Fig. 2. HFR temporal scalable video distribution.

The temporal scalable encoding function is added to the existing NARA LSI by utilizing the flexible customizable software architecture of a NARA LSI with large motion search capability. The LSI’s software architecture consists of three hierarchical layers; the top function layer is the software for handling fundamental HEVC functions and user functions. This software hierarchy not only solves the complexity of tediously controlling the hardware using a low-level interface and the difficulty of handling HEVC common basic functions, but also provides a simple programming interface as custom functions of the top layer. Temporal scalability essentially requires complicated modifications of the LSI’s encoding method. However, because of this software architecture, the dual-stream bit-rate control and the reference structure modification are achieved in some of the custom functions, and thus, they can be easily customized with higher level programming.

3. System configuration

The system configuration of the 4K/120 fps encoder we have developed is shown in Fig. 3. It consists of four 2K/120 fps encoders. Each 2K/120 fps encoder includes one NARA LSI and handles the encoding of one of the 2K images, which is squarely divided from the original 4K input images. The 2K/120 fps encoder receives a 2K/120 fps input video as two sets of 2K/60 fps video sequences, which correspond to the base layer and the enhancement layer, by using a multi-channel input functionality of the NARA LSI. The encoder rearranges the two 2K/60 fps sequences to form one 2K/120 fps image, and all 2K/120 fps encoders operate cooperatively by exchanging synchronization signals in order to share the common clocking and time stamp values to form one 4K/120 fps encoder.
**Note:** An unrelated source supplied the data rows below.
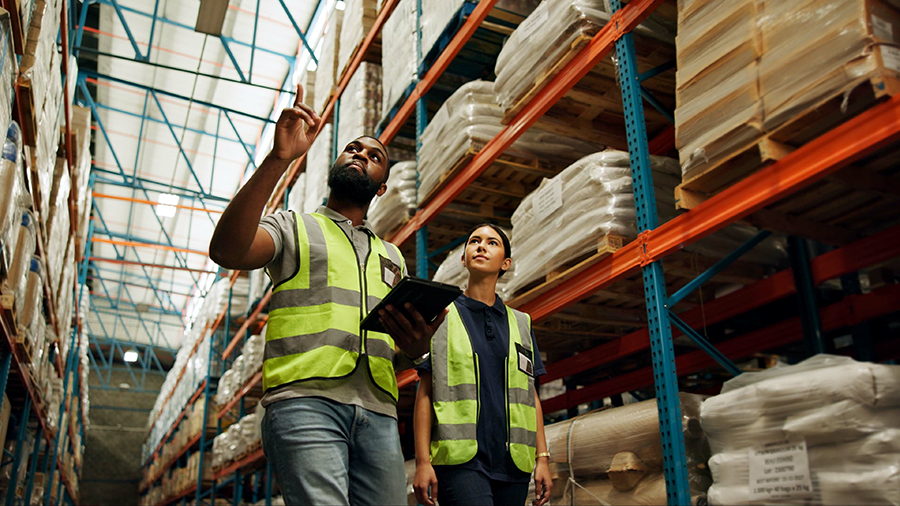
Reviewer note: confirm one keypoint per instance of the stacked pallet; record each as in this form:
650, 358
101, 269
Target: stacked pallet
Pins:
615, 456
748, 69
825, 431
Fig. 3. System configuration.

The output stream is constructed in the MPEG-2 Transport Stream (TS)*2 format so that the base layer stream and the enhancement layer stream have different video packet identifiers. Here, the NARA LSI’s multi-channel video output function is effectively utilized. Four 2K/120 fps transport streams can be transmitted in parallel, and they can also be transmitted with one multiplexed stream by using the encoder’s multi-channel multiplex and output functionality with cascaded transport stream input/output connections, as illustrated in Fig. 3.
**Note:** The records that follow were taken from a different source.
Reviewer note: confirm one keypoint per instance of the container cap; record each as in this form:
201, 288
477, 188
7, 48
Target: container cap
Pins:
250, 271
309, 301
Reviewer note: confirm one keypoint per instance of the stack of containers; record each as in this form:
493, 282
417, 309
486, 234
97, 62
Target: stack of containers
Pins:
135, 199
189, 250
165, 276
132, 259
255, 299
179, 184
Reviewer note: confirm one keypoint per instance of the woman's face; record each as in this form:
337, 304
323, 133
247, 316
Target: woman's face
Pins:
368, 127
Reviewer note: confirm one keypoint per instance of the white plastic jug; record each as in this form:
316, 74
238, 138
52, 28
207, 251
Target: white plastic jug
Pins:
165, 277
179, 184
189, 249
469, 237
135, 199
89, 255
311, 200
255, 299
*2 MPEG-2 Transport Stream: A Moving Picture Experts Group standard digital container format for transmission and storage of audio, video, and Program and System Information Protocol (PSIP) data.

4. Implementation

A photograph of the overall 4K/120 fps encoder with four 2K/120 fps encoder devices is shown in Fig. 4, and the encoder specifications are listed in Table 1. This encoder inputs a 4K/120 fps video with eight 3G-SDIs (third-generation serial digital interfaces), and outputs an HEVC temporal scalable stream in the MPEG-2 TS format by using a DVB-ASI (digital video broadcasting - asynchronous serial interface) or by using Internet protocol (IP) connections. We observed that the 4K/120 fps bit streams encoded by our encoder were successfully decoded and played by other HFR systems.

Fig. 4. Photograph of encoder.

Table 1. System specifications.

A photograph taken during a demonstration of 4K/120 fps real-time transmission with our HFR encoder is shown in Fig. 5. Uncompressed 4K/120 fps images were encoded at a constant bit rate of 80 Mbit/s, where the bit rate of the base layer was 60 Mbit/s and that of the enhancement layer was 20 Mbit/s and images were distributed over an IP connection. The other real-time 4K/120 fps software decoder received the compressed bit stream, which was demultiplexed from MPEG-2 TS and decoded in real time. Then the 4K/120 fps decoded images were displayed on the screen by the 4K/120 fps-enabled projector.

Fig. 5. Real-time encoding demonstration.

No 120 fps video services have been available to date due to the enormous video data size and the requirement for compatibility with legacy systems. This has made it difficult to achieve 120 fps video distribution. Our device solves this problem and provides advanced high quality HFR video by combining it with other existing 4K/120 fps-enabled devices such as a camera, decoder, and projector.

5. Conclusion

We presented a new 120 fps real-time HEVC encoder for higher frame rate video encoding and transmission exploiting the existing HEVC encoder LSI. This 120 fps encoder makes it possible to achieve temporal scalable HEVC coding and transmission with upward compatibility for 60 fps. We plan to continue developing video coding devices to contribute to the provision of new services.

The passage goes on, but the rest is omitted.